Norwegian conductor (born 1977)

Cathrine Winnes, born 1977, is a Norwegian music conductor.

==Career==
Winnes studied music pedagogy and classic saxophone at Norwegian Academy of Music (2000) and conducting at Royal College of Music, Stockholm (2002) under the Professor Jorma Panula, and Norwegian Academy of Music (2004) with teachers Ole Kristian Ruud and Per Sigmund Thorp among others. She has graduated with a master's degree in orchestral conducting. She has conducted several of the Norwegian professional orchestras: Oslo Philharmonic, Norwegian Radio Orchestra, Trondheim Symphony Orchestra, Norwegian Arctic Philharmonic Orchestra in Tromsø and all of Norway's professional military orchestras.

She has been guest conductor in Odense Symphony Orchestra in Denmark, Helsingborg's Symphony Orchestra in Sweden, the National Opera Orchestra of Estonia and in August 2013 she became the principal conductor at Östgöta Blåsarsymfoniker.

Winnes is the artistic director at the Symphony Orchestra at the University of Oslo and in 2008 she started to work as a lecturer in conducting at the Norwegian Academy of Music.

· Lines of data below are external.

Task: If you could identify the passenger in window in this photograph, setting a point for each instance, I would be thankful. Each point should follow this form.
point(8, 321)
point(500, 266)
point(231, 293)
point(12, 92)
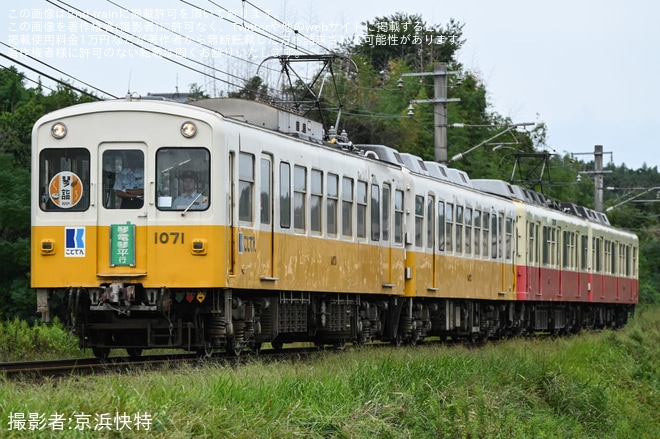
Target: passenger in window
point(129, 182)
point(190, 198)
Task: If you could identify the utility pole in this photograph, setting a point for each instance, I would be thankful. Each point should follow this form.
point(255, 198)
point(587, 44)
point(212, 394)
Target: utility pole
point(598, 180)
point(440, 107)
point(598, 175)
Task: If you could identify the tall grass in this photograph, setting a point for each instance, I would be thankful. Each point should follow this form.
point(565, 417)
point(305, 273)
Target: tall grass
point(22, 342)
point(597, 385)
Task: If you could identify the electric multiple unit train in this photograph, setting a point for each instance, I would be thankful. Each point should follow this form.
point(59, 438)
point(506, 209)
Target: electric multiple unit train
point(287, 237)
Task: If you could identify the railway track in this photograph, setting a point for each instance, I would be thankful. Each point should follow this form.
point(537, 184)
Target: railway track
point(87, 366)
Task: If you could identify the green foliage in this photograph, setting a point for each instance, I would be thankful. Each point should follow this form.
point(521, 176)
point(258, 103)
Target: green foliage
point(20, 341)
point(595, 385)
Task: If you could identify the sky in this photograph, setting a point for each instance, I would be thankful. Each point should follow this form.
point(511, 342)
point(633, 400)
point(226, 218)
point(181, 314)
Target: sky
point(588, 70)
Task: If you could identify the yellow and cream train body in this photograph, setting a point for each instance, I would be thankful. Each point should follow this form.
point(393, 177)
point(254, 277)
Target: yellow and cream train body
point(224, 224)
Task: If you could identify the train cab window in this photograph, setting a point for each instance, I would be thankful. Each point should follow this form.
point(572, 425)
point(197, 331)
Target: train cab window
point(375, 213)
point(64, 179)
point(398, 216)
point(316, 199)
point(419, 219)
point(347, 206)
point(182, 178)
point(362, 209)
point(386, 212)
point(123, 179)
point(299, 197)
point(441, 226)
point(332, 203)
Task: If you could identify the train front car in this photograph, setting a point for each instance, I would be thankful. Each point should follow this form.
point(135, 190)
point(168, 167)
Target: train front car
point(125, 225)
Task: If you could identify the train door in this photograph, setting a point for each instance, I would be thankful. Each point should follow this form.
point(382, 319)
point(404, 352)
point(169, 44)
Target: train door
point(532, 265)
point(123, 199)
point(267, 233)
point(386, 209)
point(508, 244)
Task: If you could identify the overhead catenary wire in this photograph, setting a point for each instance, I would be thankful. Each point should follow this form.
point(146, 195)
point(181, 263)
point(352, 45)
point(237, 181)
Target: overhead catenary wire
point(38, 83)
point(86, 93)
point(57, 70)
point(147, 49)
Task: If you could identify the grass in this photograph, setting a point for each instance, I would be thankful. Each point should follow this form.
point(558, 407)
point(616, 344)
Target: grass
point(598, 385)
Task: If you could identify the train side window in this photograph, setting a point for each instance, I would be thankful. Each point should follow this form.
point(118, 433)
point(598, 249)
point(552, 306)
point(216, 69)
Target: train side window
point(316, 200)
point(449, 227)
point(245, 186)
point(459, 230)
point(419, 219)
point(64, 179)
point(584, 253)
point(362, 209)
point(299, 197)
point(441, 226)
point(485, 230)
point(430, 221)
point(398, 216)
point(386, 212)
point(468, 231)
point(347, 206)
point(375, 212)
point(477, 232)
point(265, 191)
point(508, 238)
point(182, 177)
point(332, 204)
point(285, 195)
point(494, 236)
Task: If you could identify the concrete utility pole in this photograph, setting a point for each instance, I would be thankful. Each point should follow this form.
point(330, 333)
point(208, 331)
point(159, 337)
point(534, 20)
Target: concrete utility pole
point(598, 173)
point(598, 180)
point(440, 107)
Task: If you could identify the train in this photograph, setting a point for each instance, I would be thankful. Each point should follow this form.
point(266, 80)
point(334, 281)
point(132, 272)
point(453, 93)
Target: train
point(292, 233)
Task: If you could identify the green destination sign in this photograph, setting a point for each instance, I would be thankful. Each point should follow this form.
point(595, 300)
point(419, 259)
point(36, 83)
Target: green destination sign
point(122, 245)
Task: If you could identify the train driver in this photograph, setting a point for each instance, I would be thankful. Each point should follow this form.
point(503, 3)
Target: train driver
point(190, 198)
point(129, 183)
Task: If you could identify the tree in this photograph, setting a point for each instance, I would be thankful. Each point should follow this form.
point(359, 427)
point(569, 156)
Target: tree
point(253, 88)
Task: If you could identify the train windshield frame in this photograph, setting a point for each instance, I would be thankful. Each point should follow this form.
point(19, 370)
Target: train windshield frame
point(183, 178)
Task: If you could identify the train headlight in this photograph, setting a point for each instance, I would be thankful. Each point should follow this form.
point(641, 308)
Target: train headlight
point(188, 130)
point(58, 130)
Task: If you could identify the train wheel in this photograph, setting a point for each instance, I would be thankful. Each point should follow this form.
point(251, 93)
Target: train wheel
point(134, 353)
point(101, 353)
point(206, 351)
point(397, 340)
point(234, 349)
point(255, 347)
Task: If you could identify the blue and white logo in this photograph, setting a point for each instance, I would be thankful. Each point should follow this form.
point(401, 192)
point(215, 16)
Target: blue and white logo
point(74, 238)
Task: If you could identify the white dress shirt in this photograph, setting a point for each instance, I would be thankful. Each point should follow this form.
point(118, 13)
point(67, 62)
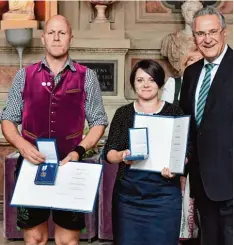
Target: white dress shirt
point(217, 62)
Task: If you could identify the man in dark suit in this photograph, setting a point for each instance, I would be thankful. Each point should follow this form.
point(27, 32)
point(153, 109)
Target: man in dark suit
point(207, 95)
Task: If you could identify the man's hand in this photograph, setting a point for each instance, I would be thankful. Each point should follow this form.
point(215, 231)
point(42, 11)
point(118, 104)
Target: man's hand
point(30, 153)
point(124, 154)
point(166, 173)
point(72, 156)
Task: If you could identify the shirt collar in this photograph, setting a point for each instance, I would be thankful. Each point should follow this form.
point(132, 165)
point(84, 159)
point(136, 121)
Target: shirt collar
point(69, 63)
point(218, 60)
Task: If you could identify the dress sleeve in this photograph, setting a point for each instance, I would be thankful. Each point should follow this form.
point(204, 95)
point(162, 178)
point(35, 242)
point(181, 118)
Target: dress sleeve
point(115, 132)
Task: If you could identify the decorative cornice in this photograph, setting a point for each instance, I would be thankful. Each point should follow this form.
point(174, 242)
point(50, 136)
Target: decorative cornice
point(35, 50)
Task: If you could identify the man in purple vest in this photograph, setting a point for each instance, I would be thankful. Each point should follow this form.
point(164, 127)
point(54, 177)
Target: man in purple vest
point(52, 99)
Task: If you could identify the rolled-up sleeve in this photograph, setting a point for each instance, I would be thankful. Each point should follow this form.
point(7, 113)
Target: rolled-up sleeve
point(14, 104)
point(94, 108)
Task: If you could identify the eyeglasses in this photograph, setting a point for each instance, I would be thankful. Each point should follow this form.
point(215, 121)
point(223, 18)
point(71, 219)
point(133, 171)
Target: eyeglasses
point(211, 33)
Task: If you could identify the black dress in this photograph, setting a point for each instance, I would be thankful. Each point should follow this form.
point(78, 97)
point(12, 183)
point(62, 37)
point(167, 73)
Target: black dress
point(146, 207)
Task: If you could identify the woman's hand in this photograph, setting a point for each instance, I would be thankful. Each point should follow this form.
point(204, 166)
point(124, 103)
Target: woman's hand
point(166, 173)
point(124, 154)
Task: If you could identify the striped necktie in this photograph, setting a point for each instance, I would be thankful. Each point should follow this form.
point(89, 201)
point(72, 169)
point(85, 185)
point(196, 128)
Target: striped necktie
point(203, 93)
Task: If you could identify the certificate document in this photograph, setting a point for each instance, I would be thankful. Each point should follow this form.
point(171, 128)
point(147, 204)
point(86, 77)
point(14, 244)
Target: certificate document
point(167, 138)
point(75, 187)
point(138, 144)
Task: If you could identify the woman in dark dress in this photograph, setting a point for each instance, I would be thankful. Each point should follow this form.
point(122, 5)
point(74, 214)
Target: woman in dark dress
point(146, 206)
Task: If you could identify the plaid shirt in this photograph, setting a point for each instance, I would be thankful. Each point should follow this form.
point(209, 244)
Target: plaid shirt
point(94, 109)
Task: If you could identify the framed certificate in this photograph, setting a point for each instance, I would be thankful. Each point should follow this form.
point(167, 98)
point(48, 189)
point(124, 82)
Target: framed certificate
point(138, 144)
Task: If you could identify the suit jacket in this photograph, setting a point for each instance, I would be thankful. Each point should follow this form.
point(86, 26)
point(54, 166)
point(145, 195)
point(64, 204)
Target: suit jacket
point(211, 164)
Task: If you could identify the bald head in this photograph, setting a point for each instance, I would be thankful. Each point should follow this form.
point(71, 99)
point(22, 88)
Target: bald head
point(58, 19)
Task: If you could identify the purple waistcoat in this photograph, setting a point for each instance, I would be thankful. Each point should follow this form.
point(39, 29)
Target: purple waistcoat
point(54, 112)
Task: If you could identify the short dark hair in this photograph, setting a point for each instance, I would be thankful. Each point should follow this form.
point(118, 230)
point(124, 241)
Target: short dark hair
point(209, 10)
point(151, 67)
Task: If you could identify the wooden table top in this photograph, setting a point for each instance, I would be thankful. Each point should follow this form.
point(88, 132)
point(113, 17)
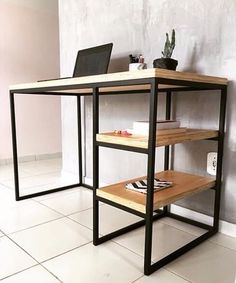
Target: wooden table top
point(122, 76)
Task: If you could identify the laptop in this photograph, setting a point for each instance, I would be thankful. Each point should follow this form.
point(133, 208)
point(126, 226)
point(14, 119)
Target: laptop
point(91, 61)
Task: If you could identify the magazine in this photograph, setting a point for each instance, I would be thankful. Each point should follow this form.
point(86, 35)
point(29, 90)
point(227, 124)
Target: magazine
point(141, 185)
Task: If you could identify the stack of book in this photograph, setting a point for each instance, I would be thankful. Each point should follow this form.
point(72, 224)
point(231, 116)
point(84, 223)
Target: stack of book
point(141, 185)
point(162, 127)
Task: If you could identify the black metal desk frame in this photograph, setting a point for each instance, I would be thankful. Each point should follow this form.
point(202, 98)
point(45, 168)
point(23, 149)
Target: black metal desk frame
point(52, 92)
point(148, 217)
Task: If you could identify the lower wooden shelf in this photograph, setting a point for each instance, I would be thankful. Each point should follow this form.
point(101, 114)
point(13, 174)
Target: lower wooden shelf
point(168, 139)
point(184, 185)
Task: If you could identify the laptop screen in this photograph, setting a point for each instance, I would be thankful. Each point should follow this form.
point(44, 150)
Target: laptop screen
point(93, 61)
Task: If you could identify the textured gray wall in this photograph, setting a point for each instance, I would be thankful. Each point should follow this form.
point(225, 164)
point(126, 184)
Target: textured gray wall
point(206, 43)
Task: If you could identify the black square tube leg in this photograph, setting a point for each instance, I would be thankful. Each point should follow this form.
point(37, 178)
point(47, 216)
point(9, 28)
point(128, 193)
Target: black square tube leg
point(79, 122)
point(14, 145)
point(95, 166)
point(220, 150)
point(150, 176)
point(167, 147)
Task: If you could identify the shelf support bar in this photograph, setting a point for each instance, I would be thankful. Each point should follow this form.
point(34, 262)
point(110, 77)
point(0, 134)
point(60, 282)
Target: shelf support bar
point(150, 174)
point(220, 150)
point(95, 166)
point(167, 147)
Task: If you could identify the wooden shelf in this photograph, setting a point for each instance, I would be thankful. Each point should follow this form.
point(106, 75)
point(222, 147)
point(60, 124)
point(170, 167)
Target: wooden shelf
point(184, 185)
point(142, 141)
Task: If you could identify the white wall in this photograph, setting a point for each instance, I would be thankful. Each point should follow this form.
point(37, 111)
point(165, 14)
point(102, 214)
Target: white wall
point(29, 51)
point(205, 43)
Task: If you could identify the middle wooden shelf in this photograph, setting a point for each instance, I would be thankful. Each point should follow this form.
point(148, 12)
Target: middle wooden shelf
point(141, 141)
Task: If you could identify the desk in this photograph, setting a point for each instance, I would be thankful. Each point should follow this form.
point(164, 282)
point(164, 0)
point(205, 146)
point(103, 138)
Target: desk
point(151, 81)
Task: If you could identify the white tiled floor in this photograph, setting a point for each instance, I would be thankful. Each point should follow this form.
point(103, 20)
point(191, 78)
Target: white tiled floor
point(48, 239)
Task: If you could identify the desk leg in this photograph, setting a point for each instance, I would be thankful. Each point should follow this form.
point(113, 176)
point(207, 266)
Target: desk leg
point(14, 145)
point(80, 156)
point(167, 148)
point(95, 166)
point(150, 176)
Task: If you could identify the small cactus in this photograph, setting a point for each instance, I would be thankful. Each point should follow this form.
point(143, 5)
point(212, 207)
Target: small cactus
point(169, 45)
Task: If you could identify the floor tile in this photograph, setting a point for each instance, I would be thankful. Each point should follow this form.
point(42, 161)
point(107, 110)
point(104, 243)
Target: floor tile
point(162, 276)
point(223, 240)
point(15, 216)
point(51, 239)
point(13, 259)
point(36, 274)
point(56, 194)
point(71, 203)
point(7, 173)
point(108, 262)
point(166, 239)
point(110, 218)
point(42, 166)
point(191, 229)
point(43, 181)
point(206, 263)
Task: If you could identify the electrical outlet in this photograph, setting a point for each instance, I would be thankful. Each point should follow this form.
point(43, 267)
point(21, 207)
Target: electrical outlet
point(211, 163)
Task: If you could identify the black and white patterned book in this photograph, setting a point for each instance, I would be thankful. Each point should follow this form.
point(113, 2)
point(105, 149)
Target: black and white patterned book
point(141, 185)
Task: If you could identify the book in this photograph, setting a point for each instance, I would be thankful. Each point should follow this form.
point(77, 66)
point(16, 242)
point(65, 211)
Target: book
point(159, 132)
point(141, 185)
point(142, 127)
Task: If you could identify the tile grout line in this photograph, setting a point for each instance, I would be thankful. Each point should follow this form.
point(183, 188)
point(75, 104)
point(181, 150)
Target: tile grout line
point(176, 274)
point(38, 263)
point(75, 248)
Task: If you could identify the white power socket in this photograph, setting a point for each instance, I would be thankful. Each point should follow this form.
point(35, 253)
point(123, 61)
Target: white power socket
point(211, 163)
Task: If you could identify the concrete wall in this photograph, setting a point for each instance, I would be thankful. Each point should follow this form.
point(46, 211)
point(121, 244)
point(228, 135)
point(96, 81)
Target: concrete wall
point(29, 51)
point(206, 43)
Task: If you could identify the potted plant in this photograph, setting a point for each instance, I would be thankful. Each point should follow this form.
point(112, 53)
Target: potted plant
point(166, 62)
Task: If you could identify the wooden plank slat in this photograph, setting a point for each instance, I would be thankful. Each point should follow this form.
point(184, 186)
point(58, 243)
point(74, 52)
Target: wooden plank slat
point(142, 141)
point(184, 185)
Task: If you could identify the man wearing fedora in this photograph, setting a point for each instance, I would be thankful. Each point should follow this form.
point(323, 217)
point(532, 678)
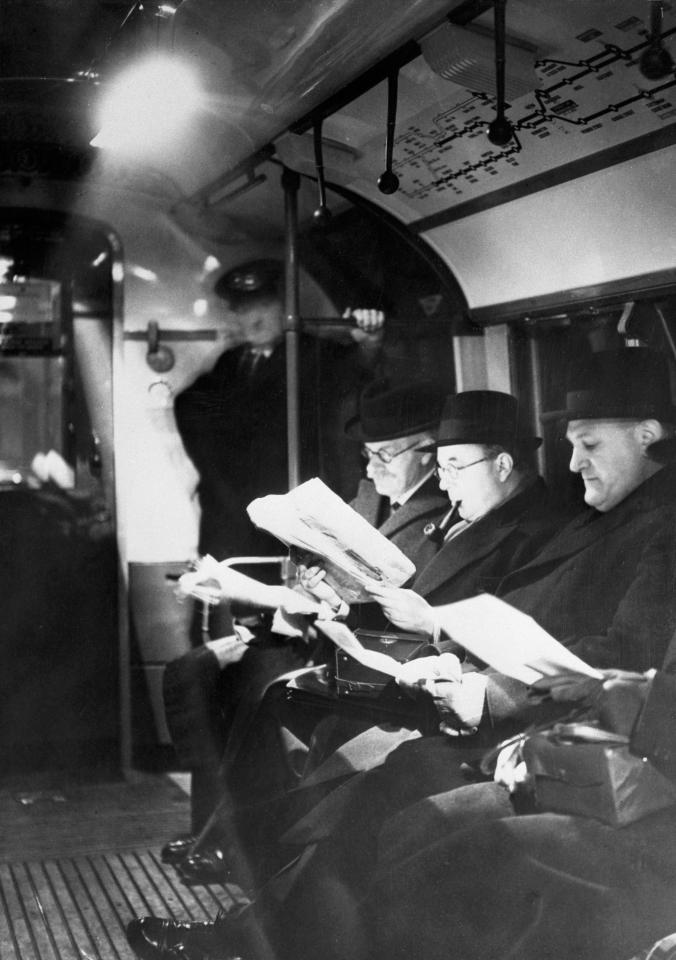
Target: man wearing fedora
point(207, 690)
point(605, 585)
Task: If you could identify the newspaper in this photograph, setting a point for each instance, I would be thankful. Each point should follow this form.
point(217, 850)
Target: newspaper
point(508, 640)
point(316, 521)
point(491, 630)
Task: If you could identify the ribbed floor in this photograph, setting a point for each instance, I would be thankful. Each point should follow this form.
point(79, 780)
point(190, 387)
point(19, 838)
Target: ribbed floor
point(79, 860)
point(78, 908)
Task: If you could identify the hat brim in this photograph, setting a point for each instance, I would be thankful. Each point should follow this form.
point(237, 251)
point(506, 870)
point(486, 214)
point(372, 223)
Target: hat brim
point(354, 430)
point(525, 443)
point(664, 451)
point(666, 414)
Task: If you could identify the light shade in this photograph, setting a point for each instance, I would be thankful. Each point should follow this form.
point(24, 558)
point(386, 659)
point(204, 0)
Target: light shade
point(148, 106)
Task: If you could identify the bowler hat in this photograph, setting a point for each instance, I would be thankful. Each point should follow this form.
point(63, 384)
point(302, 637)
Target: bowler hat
point(631, 383)
point(486, 417)
point(254, 279)
point(390, 410)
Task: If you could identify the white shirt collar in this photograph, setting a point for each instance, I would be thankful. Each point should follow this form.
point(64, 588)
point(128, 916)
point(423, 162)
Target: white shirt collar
point(401, 500)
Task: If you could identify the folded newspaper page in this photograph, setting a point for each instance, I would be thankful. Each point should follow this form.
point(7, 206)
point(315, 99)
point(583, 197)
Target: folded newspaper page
point(508, 640)
point(491, 630)
point(212, 582)
point(315, 520)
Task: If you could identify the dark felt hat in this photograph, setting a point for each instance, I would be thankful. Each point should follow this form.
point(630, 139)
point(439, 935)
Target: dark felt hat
point(484, 416)
point(631, 383)
point(251, 280)
point(390, 410)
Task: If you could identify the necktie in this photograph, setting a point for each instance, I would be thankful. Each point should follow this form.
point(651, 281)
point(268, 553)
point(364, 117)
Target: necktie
point(251, 362)
point(456, 529)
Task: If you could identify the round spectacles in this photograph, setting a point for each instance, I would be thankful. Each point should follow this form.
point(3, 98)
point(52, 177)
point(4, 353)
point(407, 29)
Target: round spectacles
point(385, 455)
point(453, 470)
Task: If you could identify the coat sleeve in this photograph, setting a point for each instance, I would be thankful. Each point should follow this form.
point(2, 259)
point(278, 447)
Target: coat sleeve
point(654, 736)
point(645, 620)
point(637, 637)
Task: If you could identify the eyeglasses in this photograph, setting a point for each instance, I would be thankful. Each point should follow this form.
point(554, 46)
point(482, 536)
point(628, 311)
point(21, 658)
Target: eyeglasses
point(385, 456)
point(453, 470)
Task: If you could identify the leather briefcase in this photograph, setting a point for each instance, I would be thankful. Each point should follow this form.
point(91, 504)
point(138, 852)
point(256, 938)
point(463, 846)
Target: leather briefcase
point(355, 680)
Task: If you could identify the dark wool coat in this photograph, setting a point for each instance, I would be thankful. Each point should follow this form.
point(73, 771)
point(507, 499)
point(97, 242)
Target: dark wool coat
point(405, 527)
point(477, 559)
point(605, 586)
point(484, 882)
point(233, 427)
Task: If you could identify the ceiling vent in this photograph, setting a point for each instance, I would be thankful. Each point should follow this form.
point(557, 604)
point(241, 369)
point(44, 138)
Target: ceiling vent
point(468, 58)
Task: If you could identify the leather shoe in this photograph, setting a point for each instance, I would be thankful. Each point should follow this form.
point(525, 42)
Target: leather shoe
point(152, 938)
point(176, 850)
point(205, 866)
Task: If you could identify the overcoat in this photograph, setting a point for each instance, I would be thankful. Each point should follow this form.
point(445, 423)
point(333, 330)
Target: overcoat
point(232, 422)
point(485, 882)
point(405, 528)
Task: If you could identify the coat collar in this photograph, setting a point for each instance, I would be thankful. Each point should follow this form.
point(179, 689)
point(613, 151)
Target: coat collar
point(479, 539)
point(658, 491)
point(427, 499)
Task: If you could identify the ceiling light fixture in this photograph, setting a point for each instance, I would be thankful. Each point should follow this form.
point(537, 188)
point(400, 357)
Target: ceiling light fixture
point(148, 106)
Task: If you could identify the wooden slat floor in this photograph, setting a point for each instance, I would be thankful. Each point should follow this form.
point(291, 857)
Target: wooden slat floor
point(73, 872)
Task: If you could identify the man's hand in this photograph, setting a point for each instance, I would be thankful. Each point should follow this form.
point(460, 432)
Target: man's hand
point(424, 673)
point(617, 700)
point(312, 580)
point(460, 705)
point(405, 609)
point(370, 326)
point(621, 700)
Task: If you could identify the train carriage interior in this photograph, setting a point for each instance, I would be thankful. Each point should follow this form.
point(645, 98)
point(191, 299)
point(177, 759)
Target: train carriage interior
point(495, 176)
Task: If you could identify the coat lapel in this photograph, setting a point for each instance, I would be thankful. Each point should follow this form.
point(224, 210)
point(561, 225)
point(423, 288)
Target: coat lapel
point(424, 502)
point(477, 541)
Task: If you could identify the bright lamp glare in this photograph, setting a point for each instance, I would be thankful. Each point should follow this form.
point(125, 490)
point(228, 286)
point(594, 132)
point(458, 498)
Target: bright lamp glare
point(148, 106)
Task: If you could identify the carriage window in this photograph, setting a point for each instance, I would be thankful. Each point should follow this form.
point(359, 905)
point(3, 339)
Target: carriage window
point(34, 386)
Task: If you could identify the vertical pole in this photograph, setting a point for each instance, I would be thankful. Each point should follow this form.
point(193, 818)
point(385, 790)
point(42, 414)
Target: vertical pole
point(291, 183)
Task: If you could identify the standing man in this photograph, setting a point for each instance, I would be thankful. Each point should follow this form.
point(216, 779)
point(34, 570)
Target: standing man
point(232, 420)
point(605, 586)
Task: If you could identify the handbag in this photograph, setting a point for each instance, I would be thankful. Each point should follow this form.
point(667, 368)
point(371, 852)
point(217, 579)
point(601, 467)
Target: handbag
point(581, 769)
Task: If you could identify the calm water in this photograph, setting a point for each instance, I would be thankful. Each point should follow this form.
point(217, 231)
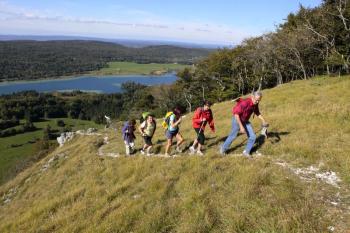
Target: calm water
point(101, 84)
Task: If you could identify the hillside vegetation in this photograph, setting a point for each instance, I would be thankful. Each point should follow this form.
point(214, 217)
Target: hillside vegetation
point(75, 190)
point(117, 68)
point(29, 60)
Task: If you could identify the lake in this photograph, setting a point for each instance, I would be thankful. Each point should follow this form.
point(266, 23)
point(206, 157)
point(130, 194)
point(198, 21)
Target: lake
point(100, 84)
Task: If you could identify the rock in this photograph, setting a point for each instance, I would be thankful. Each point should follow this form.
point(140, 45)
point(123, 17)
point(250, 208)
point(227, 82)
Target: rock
point(91, 130)
point(65, 137)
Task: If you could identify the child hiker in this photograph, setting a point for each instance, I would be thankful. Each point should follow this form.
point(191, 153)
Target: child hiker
point(202, 116)
point(129, 136)
point(147, 129)
point(173, 131)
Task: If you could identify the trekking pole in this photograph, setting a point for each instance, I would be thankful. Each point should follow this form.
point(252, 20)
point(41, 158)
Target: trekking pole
point(200, 129)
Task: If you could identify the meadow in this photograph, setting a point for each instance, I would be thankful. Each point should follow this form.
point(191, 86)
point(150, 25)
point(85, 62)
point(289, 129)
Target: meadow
point(128, 68)
point(83, 192)
point(16, 151)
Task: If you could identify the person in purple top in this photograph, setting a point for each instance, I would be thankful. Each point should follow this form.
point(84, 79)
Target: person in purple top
point(129, 136)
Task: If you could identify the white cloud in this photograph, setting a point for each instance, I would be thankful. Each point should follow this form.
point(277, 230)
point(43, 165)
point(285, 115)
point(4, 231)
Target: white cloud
point(18, 20)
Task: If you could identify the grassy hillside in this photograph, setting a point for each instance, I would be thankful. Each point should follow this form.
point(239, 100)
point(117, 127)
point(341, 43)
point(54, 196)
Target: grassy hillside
point(115, 68)
point(83, 192)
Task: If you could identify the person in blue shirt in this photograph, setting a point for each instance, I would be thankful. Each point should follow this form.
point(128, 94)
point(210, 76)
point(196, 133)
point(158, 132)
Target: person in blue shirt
point(173, 131)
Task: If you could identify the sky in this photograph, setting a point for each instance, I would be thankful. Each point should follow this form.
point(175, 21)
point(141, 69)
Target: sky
point(225, 22)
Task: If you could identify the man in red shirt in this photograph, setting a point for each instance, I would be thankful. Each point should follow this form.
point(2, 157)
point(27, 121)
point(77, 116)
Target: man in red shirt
point(201, 117)
point(240, 122)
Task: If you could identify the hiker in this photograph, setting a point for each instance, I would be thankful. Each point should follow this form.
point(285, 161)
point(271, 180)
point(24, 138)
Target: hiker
point(173, 121)
point(129, 136)
point(147, 129)
point(240, 122)
point(202, 116)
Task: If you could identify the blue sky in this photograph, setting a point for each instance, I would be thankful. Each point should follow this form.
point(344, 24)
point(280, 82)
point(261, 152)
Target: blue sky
point(220, 21)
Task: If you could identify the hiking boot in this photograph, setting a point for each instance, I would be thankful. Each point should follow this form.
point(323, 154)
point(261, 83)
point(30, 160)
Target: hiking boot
point(222, 151)
point(192, 150)
point(200, 153)
point(178, 149)
point(247, 155)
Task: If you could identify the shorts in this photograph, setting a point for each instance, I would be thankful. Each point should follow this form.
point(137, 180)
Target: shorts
point(148, 140)
point(171, 134)
point(200, 135)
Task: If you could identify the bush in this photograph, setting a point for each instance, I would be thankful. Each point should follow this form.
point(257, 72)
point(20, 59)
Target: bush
point(60, 123)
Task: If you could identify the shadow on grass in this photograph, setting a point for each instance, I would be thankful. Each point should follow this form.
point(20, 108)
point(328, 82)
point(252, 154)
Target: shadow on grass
point(273, 137)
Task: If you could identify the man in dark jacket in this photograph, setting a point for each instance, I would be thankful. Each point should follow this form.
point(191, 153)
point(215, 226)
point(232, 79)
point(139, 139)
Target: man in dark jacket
point(240, 122)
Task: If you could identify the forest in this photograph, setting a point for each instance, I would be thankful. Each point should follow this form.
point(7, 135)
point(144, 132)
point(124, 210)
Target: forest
point(310, 42)
point(29, 60)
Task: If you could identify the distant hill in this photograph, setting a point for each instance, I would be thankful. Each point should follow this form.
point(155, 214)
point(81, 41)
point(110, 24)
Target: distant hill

In 2015, she conducted the world premiere of Cecilie Ore’s opera Adam and Eve at the Bergen International Festival and the Ultima Oslo Contemporary Music Festival. She has also took part in the Ultima Festival in 2016, where she conducted for the Oslo Philharmonic Orchestra, in the world premiere of Trond Reinholdsens Piano Concerto.
In 2016 she led the Swedish Radio Symphony Orchestra choirs Christmas Concert, broadcasting on Swedish television SVT.
In Autumn 2017, she made her debut with the Royal Philharmonic Orchestra in Stockholm.